Después de un rato salimos de las montañas; la carretera estaba bordeada de árboles y había un riachuelo y campos de trigo maduro; la carretera, muy blanca, siguió un rato en línea recta y luego, al subir una pequeña elevación del terreno, apareció a lo lejos, a mano izquierda, una colina con un viejo castillo rodeado de construcciones casi pegadas a él, y un campo de trigo que llegaba hasta los mismos muros y ondeaba al viento. Yo iba en el asiento delantero, al lado del chófer, y me volví; Robert Cohn dormía, pero Bill miró y asintió con la cabeza. Atravesamos una extensa llanura; a cierta distancia, a mano derecha, había un gran río que brillaba al sol por entre las dos hileras de árboles que lo bordeaban, y a lo lejos, levantándose sobre el llano, se divisaba la altiplanicie de Pamplona, con las murallas de la ciudad vieja, la gran catedral parda y la escarpada silueta de las otras iglesias recortándose contra el cielo. Detrás de la altiplanicie había montañas; las había por todos lados, adondequiera que uno mirara.

Ante nosotros, la carretera se extendía, blanca, a través de la llanura, en dirección a Pamplona.

Entramos en la ciudad por el otro lado de la meseta. La carretera era empinada y polvorienta, con dos hileras de árboles para dar sombra; luego, al entrar en la parte nueva de la ciudad, construida fuera de las viejas murallas, se aplanó. Pasamos por delante de la plaza de toros, alta y blanca; a la luz del sol, parecía hecha de hormigón. Luego tomamos una calle secundaria que nos dejó en la gran plaza, y paramos delante del Hotel Montoya.

El chófer nos ayudó a bajar las maletas. Había una turba de chiquillos que contemplaban el coche; hacía calor, los árboles eran verdes, las banderas colgaban de sus astas, y resultaba agradable apartarse del sol para refugiarse a la sombra de las arcadas que daban la vuelta a la plaza. Montoya se alegró de vernos, nos estrechó la mano y nos dio unas buenas habitaciones con vistas a la plaza. Nos lavamos, nos arreglamos y bajamos al comedor. El chófer también se quedó a comer; después le pagamos y emprendió el regreso a Bayona.

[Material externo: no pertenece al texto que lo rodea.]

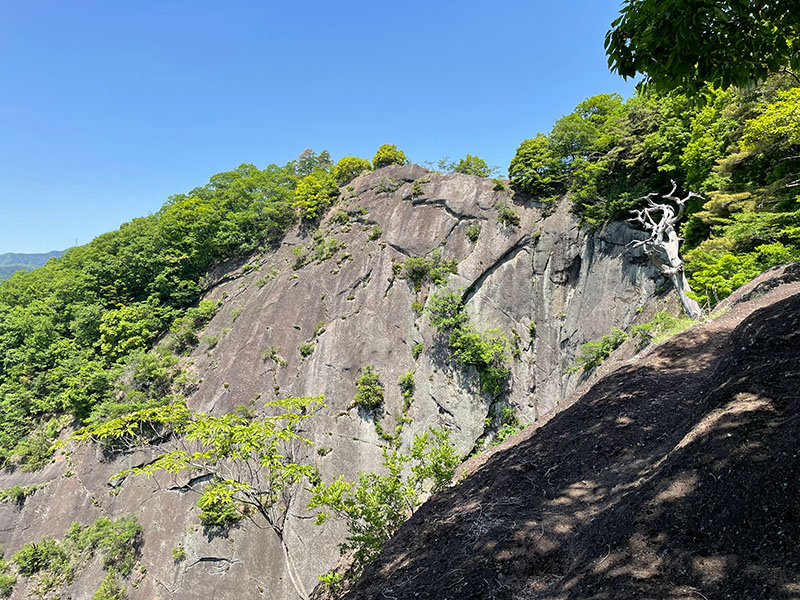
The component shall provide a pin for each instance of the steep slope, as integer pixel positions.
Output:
(677, 476)
(339, 293)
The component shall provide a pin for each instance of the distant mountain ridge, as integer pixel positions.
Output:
(11, 262)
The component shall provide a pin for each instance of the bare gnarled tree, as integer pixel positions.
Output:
(663, 244)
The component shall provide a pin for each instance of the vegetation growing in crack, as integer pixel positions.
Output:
(486, 350)
(18, 493)
(421, 269)
(375, 506)
(56, 564)
(662, 327)
(370, 389)
(473, 232)
(592, 354)
(388, 154)
(506, 215)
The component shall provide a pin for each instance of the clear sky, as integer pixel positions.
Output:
(107, 108)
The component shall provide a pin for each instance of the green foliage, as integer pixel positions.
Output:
(715, 276)
(218, 507)
(17, 493)
(506, 215)
(663, 326)
(473, 165)
(487, 350)
(184, 329)
(536, 169)
(388, 154)
(370, 389)
(686, 43)
(314, 194)
(216, 446)
(778, 123)
(69, 329)
(386, 185)
(306, 349)
(348, 168)
(592, 354)
(420, 269)
(46, 555)
(374, 507)
(310, 162)
(510, 425)
(178, 553)
(473, 232)
(407, 384)
(36, 450)
(7, 579)
(110, 588)
(446, 310)
(340, 217)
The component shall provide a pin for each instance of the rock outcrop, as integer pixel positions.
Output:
(338, 291)
(677, 476)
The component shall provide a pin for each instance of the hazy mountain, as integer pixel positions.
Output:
(10, 262)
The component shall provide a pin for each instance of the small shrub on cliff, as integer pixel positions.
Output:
(17, 493)
(370, 389)
(7, 580)
(46, 555)
(473, 165)
(178, 553)
(388, 154)
(110, 589)
(473, 232)
(184, 329)
(313, 195)
(592, 354)
(218, 507)
(306, 349)
(507, 216)
(348, 168)
(487, 350)
(375, 507)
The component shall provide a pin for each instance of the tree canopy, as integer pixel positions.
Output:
(688, 43)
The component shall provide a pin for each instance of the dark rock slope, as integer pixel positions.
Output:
(339, 293)
(677, 476)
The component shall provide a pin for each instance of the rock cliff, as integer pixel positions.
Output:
(340, 295)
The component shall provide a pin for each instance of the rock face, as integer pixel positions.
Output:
(349, 304)
(676, 476)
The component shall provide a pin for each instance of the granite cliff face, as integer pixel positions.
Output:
(350, 305)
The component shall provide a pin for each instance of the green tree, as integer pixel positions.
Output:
(251, 461)
(310, 162)
(536, 168)
(687, 43)
(374, 507)
(473, 165)
(388, 154)
(350, 167)
(314, 194)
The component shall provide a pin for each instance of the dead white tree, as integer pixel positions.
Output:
(663, 245)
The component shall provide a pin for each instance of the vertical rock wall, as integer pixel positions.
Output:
(354, 310)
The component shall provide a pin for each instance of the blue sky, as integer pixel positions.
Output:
(107, 108)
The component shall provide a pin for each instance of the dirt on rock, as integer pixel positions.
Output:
(677, 476)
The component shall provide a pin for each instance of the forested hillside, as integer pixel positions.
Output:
(69, 330)
(738, 148)
(100, 332)
(11, 262)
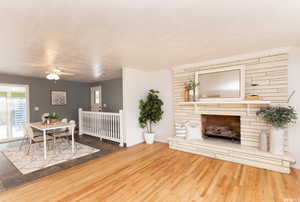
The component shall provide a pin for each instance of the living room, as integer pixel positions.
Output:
(149, 101)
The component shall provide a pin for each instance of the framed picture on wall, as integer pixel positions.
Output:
(58, 97)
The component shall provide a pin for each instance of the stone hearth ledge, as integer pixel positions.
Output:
(234, 152)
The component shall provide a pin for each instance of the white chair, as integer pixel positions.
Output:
(32, 137)
(64, 120)
(44, 117)
(65, 134)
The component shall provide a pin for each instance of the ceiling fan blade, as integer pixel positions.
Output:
(66, 73)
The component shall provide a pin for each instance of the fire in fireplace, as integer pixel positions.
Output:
(221, 126)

En el Montoya hay dos comedores. Uno está en el primer piso y da a la plaza. El otro está abajo, a un nivel inferior al de la plaza, y da a la calle de atrás, por la cual pasan los toros cuando, a primera hora de la mañana, recorren la ciudad, camino de la plaza. En el comedor de abajo se está siempre fresco, y nos sirvieron un estupendo almuerzo. La primera comida que hacía en España me cogía siempre de sorpresa, con sus entremeses, su plato a base de huevos, sus dos platos de carne, legumbres, ensalada, postre y fruta. Se tenía que beber mucho vino para poder tragárselo todo. Robert Cohn trató de decir que no quería el segundo plato de carne, pero nosotros no quisimos servirle de intérpretes y el camarero le trajo en su lugar otra cosa, un plato de carne fría, me parece. Cohn estaba bastante nervioso desde que nos habíamos encontrado en Bayona. No sabía si nosotros estábamos enterados de que Brett había estado con él en San Sebastián, y eso le ponía en una situación un poco embarazosa.

—Bueno —dije—, Brett y Mike tendrían que llegar esta noche.

—No estoy seguro de que vengan —dijo Cohn.

—¿Por qué no? —dijo Bill—. Claro que van a venir.

—Siempre llegan tarde —dije.

—Yo más bien creo que no van a venir —dijo Robert Cohn.

Lo dijo con un aire de superioridad que nos irritó a ambos.

—Apuesto cincuenta pesetas a que estarán aquí esta noche —dijo Bill.

Siempre apuesta cuando está encolerizado y, por lo tanto, suele hacer apuestas que son una locura.

—Acepto —dijo Cohn—. Bueno, recuérdalo, Jake: cincuenta pesetas.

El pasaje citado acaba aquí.